For a dyslexic young man with a degree in French, finding a job was a challenge. In 1990, however, Georg was hired as a customer service representative with FedEx in Medford, a job he loved and held until his death. He had supportive coworkers and never lost his appreciation for the chance FedEx gave him to build a career.
Georg and Brian began spending weekends in Provincetown in the late 1980s and bought a piece of land in 1990 in hopes of one day building their own house, which was completed in 2005. They split their time between Hingham and Provincetown thereafter.
Georg loved his Friday evening gallery strolls through Provincetown. One evening, Lori Byrne, an employee at Hilda Neily’s gallery, suggested that Georg and Brian take a plein air painting class with Hilda through the Cape School of Art.
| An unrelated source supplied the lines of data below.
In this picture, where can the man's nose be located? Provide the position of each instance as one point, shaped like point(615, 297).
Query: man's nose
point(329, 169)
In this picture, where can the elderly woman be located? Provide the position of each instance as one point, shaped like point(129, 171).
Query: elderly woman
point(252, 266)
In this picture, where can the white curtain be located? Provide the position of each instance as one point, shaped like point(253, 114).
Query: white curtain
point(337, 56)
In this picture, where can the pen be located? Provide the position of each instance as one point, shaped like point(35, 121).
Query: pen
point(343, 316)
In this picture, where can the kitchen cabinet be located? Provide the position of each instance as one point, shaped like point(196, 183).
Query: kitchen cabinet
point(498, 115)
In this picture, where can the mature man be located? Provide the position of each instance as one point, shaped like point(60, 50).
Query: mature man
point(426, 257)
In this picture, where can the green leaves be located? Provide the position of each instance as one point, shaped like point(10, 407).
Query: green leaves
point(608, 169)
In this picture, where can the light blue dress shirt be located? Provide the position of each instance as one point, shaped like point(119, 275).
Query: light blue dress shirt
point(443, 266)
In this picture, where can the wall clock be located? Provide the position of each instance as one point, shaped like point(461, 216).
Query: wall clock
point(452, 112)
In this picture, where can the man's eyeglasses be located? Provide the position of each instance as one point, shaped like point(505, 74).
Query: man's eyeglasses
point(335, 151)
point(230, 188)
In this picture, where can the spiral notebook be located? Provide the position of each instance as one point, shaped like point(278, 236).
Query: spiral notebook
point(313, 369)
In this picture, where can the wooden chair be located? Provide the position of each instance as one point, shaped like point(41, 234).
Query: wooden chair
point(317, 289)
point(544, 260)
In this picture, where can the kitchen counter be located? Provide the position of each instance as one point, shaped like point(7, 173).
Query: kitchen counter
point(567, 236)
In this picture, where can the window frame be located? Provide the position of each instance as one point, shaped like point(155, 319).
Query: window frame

The first exercise in that class was painting colored wooden blocks arranged on a table to explore how colors change when placed next to other colors. Painting geometric shapes was not easy for Georg, so he “gave up on the assignment and did his own thing with splashes of paint,” wrote Brian. When Hilda saw Georg’s work, “she exclaimed, ‘Brilliant!’ ”
Georg went on to paint for pleasure and was gratified when his first painting sold at an art auction sponsored by the Provincetown Art Association and Museum. Georg was, Brian said, “thrilled that someone liked it enough to want to buy it.”
“Besides loving FedEx, Georg loved animals,” Brian wrote in his eulogy. He once bought a rescue Pomeranian that had spent its life producing puppies in a puppy mill and did not know the simplest of things, such as how to play with a dog toy or how to navigate stairs. Instead of taking the stairs step by step, she would simply throw herself down the staircase. She loved Georg and would never leave his side.
Georg was also, Brian wrote, “a hopeless packrat” who “would take anything that was free” and would triple bag it, “bag in a bag in a bag, three bags for a fistful of coffee stirrers or a bunch of sugar packets.” That habit generated tension that ended in laughter.
Georg is survived by his husband, Brian Morris of Provincetown; a brother, John Dayeb of Cambridge; niece Jacqueline Dayeb of Cambridge; and numerous cousins.
He was predeceased by his parents and a brother, Lawrence Dayeb.
Georg’s funeral took place on Oct. 13, 2023, at Provincetown Cemetery. He was buried in his FedEx uniform holding an envelope of memorabilia. A collation at the Commons, Georg’s favorite place, followed.
Donations in Georg’s name may be made to an animal charity of the donor’s choice.